The approach is not as revolutionary as it first sounds as it extends, after school age, what many parents already do, by providing a stimulating environment - reading, watching, visiting places and playing with their children. Parents who believe in 'unschooling' believe learning is a natural 'apprenticeship for life' interrupted by schooling.At home their children constantly learn from the moment they wake up. 'Unschooled' students, through their own interests, set their own learning agenda with parents providing activities and resources as needed.

Progressive educators will recognise the philosophy lying behind such an approach; many teachers do their best to try to implement such an approach in their classrooms within the constraints the 'system' imposes on them.

'Unschooling' parents live as 'rich' a life as they can and children take what they want from experiences and leave what they are not interested in. A strong philosophy by parents is required and choosing such an approach is not to be taken lightly. The real world, and not the school, is seen as where young people 'pick up' basic skills like reading, writing and arithmetic.
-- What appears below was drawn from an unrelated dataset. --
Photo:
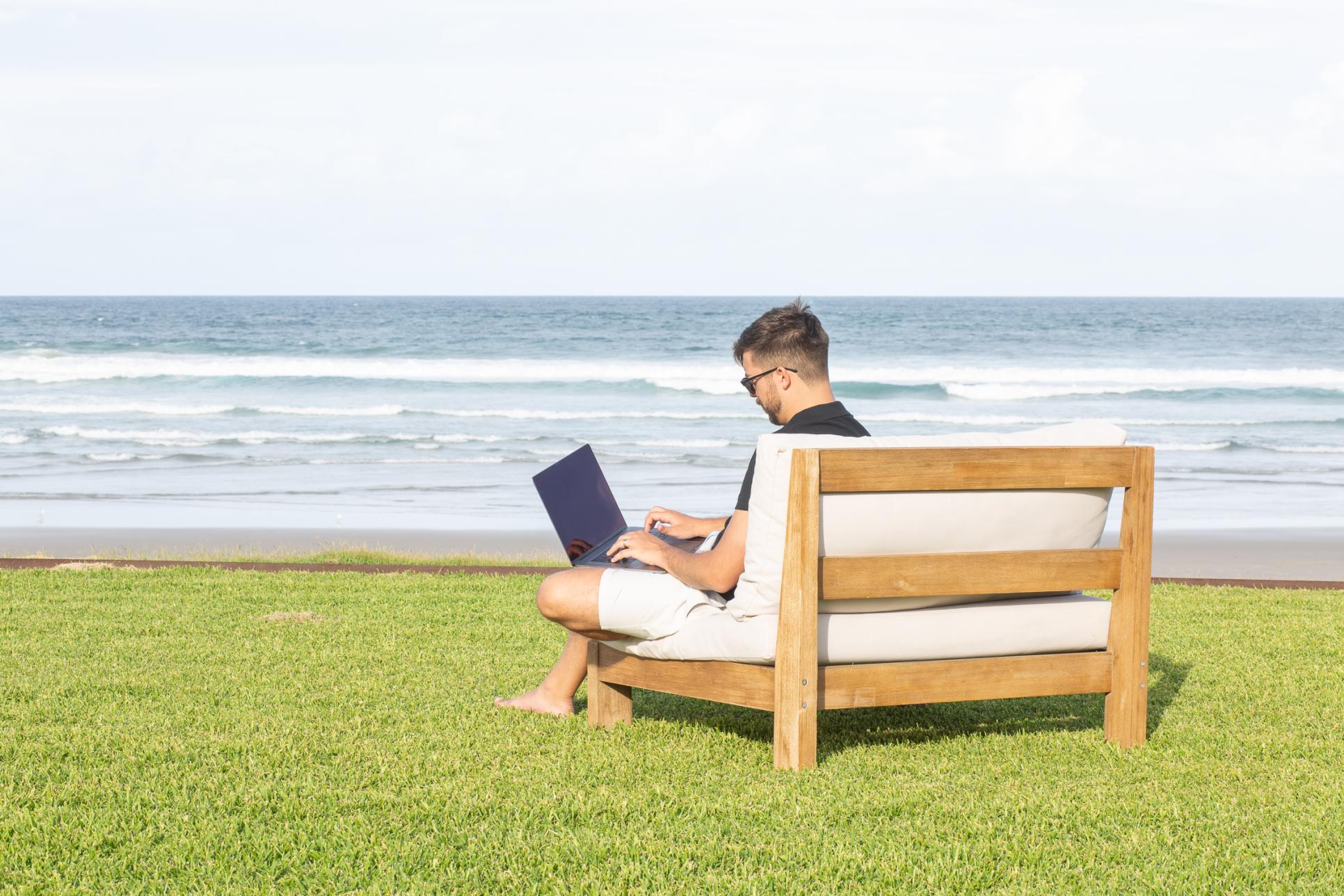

Lots of trips are involved. Every experience is seen as a potential learning opportunity. This is a natural approach to learning; the wider community is seen as the 'classroom'. Children are encouraged to ask questions and follow up their interests and express their ideas through whatever medium they prefer. 'Unschooling' provides a 'personalised learning' approach that schools cannot sustain.

American Mary Griffiths, ( author of the 'Unschooling Handbook') points out, 'that children learn to walk and talk without being 'taught'. Why should they change the way they learn when they reach school age?.The hardest thing is for parents to keep out of the way. Their job is to help their kids find answers to questions...The way to deal with a question is to say, "I don't know the answer but lets see what we can find out".'

Unschooling is not a new idea. In the 60s American educator John Holt described schools as 'jails for children' and believed too many children 'underachieved' because of schools. He emphasized the need for young people to take part in stimulating conversations, to participate in the community, and for students to direct and plan their own learning.

Unschoolers can call on a range of educationalists to back up their beliefs.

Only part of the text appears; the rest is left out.